Like a Rubik’s Cube, the functionality and performance metrics for population health management can be difficult to define, align, and deploy. The Institute for Healthcare Improvement Triple Aim for healthcare proposes three linked goals for population health management — improving the individual experience of care, reducing per capita cost of care, and improving the health of populations. But what are the key population health management capabilities required to achieve the Triple Aim? Since the Accountable Care Act legislation and payment models are still evolving, so too have the requirements to perform population health management. The health care industry has a number of population health management models. They are often defined by the current capabilities of providers, payors, and vendors, rather than what is needed. Additionally, the models do not easily translate to the required business models required by the various value based payment arrangements and their combinations. Further complicating matters is the overlapping responsibility for the overall health improvement of individual patients and populations by both the public and private sector, including payers, providers, and community organizations.

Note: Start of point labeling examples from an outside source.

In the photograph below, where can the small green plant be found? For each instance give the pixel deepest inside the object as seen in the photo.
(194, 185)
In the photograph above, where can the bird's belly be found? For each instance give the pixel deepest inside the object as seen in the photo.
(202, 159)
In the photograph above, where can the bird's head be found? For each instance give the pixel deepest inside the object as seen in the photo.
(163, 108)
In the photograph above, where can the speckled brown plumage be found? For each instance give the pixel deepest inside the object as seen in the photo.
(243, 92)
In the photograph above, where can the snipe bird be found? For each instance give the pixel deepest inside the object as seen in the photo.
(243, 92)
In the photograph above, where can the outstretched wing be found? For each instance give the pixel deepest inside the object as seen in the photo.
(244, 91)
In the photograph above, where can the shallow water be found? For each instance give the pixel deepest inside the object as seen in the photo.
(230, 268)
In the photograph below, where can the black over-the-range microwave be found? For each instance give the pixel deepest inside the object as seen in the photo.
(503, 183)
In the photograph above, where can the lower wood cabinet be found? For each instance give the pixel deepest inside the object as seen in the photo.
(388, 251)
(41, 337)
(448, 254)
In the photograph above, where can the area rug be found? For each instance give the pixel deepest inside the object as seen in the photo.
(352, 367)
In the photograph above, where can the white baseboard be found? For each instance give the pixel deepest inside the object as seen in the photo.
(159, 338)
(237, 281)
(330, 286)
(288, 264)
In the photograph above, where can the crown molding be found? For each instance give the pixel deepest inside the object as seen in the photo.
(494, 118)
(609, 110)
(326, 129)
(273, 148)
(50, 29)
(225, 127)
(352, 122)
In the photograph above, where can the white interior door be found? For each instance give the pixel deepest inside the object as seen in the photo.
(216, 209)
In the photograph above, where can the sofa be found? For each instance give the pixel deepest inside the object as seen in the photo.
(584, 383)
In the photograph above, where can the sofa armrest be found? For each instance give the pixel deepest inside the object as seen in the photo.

The HIMSS Clinical & Business Intelligence (CB&I) Committee creates practical and unbiased tools and resources to help healthcare organizations use clinical and business intelligence to execute population health management initiatives. In 2017, the CB&I Committee’s Population Health Task Force will create a HIMSS population health management model that identifies the various population health domains and their capabilities and map these to the payment schemes. The payment schemes will include the current payment models from CMS, commercial payers, employer-based, and provider owned health plans. The model would be the fifth dimension to the HIMSS Healthcare Value Suite.
Once finalized, the HIMSS population health management model will contain a set of resources with content relative to each population health management domain available on the HIMSS website. Like a Rubik’s Cube, it will be able to define the population health capabilities required if deploying a specific payment scheme or combination. These population health management model resources will include domain summaries; sharing of “best practices” via blogs and white papers, ROI templates and examples, sample RFP language, and Lunch n’ Learn sessions, (short 20 minute recorded webinars). The model will help to develop education resources and pathways for career development. It could also be used in the future as a means of highlighting and mapping the vendors at the annual HIMSS meeting that offer those population health management capabilities. HIMSS will also share and collaborate with affiliates and the industry at large to further refine the population health management model as the requirements of the Accountable Care Act evolve.